Saturday, April 9, 2011

Analyze This Movie Review: De Niro as The Godfather of Comedy

This review was first published in the Connecticut College Voice in March 1999.

Listening to a mobster unload his emotional stress to a psychotherapist is not a particularly new concept. Currently, there is an HBO series called “The Sopranos” in which a mobster occasionally visits an analyst, and two years ago, we watched as John Cusack, portraying a hitman, found himself by talking to a psychiatrist in Grosse Pointe Blank. So, it should come as no surprise that director Harold Ramis’s newest comedy, Analyze This, concerns a panicked Robert De Niro seeking help from psychiatrist Billy Crystal.

De Niro plays Paul Vitti, a John Gotti-like New York Mafia boss who finds himself overcome with anxiety attacks and unexpected floods of tears. This is an unacceptable state to be in for a man of his profession. His friends and enemies are like animals – they sense weakness and move in for the kill. By a stroke of fate, Ben Sobol (Crystal) is chosen as the man to help him. Needless to say he is reluctant at first.


The comedy is kept up with a consistency that should be applauded. Ramis is more than capable as a director of comedy. The laughs build and culminate into a climactic scene of sheer hilarity in which Ben is made to pose as counsel to the Vitti family before a meeting of the heads of all the major families. Crystal eases himself into the character and then has a blast playing a Jew playing a Sicilian, and as usual, steals the scene. But because this is a scene that is clearly designed to showcase Crystal’s impeccable comic timing, he can only steal it from himself. It wouldn’t surprise me if Crystal himself had a hand in the conception of this scene.

De Niro doesn’t do comedy very often, but he has a talent for it. He doesn’t just go for the punch line, instead he allows the nature of his character to provide the laughs. He doesn’t simply do a gangster thug performance, that’s not what this movie is about.  What we see before us is De Niro doing Jimmy Conway in Goodfellas or Sam Rothstein in Casino.

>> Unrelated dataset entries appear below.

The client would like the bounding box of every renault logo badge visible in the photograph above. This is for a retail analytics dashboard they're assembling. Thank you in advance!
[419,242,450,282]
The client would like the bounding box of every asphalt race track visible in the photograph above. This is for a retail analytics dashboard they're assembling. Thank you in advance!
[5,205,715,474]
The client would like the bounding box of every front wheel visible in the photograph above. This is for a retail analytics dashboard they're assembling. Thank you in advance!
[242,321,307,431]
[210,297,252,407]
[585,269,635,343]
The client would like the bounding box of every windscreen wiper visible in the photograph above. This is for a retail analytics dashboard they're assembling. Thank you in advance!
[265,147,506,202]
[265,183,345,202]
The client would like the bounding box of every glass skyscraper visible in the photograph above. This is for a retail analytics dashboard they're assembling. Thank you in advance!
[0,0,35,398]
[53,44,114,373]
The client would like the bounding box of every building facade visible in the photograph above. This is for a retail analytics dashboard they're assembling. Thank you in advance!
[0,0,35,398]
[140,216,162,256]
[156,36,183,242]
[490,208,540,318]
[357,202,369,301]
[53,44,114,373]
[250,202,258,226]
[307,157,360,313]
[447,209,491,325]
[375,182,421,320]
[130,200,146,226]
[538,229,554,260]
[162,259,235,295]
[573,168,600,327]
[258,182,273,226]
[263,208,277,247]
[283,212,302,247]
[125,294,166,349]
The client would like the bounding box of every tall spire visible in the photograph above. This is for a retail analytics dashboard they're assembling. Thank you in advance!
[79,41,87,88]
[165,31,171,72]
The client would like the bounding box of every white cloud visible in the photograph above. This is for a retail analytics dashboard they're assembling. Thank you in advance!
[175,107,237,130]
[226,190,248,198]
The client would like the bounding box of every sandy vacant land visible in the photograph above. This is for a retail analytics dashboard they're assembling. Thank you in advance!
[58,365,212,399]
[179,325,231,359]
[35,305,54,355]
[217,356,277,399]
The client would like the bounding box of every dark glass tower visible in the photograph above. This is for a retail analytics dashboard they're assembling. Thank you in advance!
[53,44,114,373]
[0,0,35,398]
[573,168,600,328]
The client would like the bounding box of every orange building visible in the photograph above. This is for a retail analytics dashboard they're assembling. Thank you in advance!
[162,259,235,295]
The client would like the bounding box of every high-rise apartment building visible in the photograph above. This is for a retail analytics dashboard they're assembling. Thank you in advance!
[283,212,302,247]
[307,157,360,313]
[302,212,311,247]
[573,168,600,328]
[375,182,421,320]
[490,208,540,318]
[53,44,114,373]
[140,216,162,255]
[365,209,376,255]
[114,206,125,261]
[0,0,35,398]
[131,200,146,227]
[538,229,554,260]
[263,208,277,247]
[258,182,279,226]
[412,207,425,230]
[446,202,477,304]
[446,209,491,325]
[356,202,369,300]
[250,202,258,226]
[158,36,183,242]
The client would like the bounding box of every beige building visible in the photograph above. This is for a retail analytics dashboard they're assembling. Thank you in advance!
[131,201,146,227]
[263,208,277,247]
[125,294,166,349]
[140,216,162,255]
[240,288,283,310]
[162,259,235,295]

This is a very different film from Grosse Pointe Blank but the comparison is warranted in certain instances. Grosse Pointe Blank was a black comedy with moments of brutal violence. Analyze This is a light comedy with moments of cartoon violence. Naturally that fits for the tone of this film. In the Cusack film, the comedy is sharp and full of wit and irony. I hesitate to call the comedy here lowbrow, but it is definitely more mainstream. I appreciate mainstream humor as much as anyone (There’s Something About Mary anyone?), but I would have preferred the kind of wit and sarcasm that really grabs you, forcing you to appreciate the writing.

Chazz Palminteri, Oscar nominated for his comedic turn in 1994’s Bullets Over Broadway, has some good moments in a another supporting role as a mob man, this time a rival Mafia boss. Lisa Kudrow, praised and awarded for her work in last year’s The Opposite of Sex, shows yet again that she has a true gift for comedy as Ben’s fiancée. And Joe Viterelli as Vitti’s muscle man, Jelly, has a face and attitude that were created to play a Mafia thug.  His deadpan delivery is perfect for this role.

It’s obvious that the screenwriters are not scholars on Freud’s psychological theories. The psycho-babble is nearly elementary. Vitti suffers from a repressed Oedipal Complex, among other Freudian neuroses. This can be forgiven, because it’s not a film about psychoanalysis, it’s a comedy about a Mafia boss who cries like a baby.

There is a hilarious dream sequence in which the Vito Corleone assassination attempt scene from The Godfather is recreated shot-for-shot with Crystal as Don Corleone and De Niro as Fredo, who fumbles the gun, unable to protect his father. The tough Vitti responds, “I was Fredo?  I don’t think so.”  The scene pays homage to that great masterpiece of Mafia films, because without it, we wouldn’t be able to laugh at a film such as this.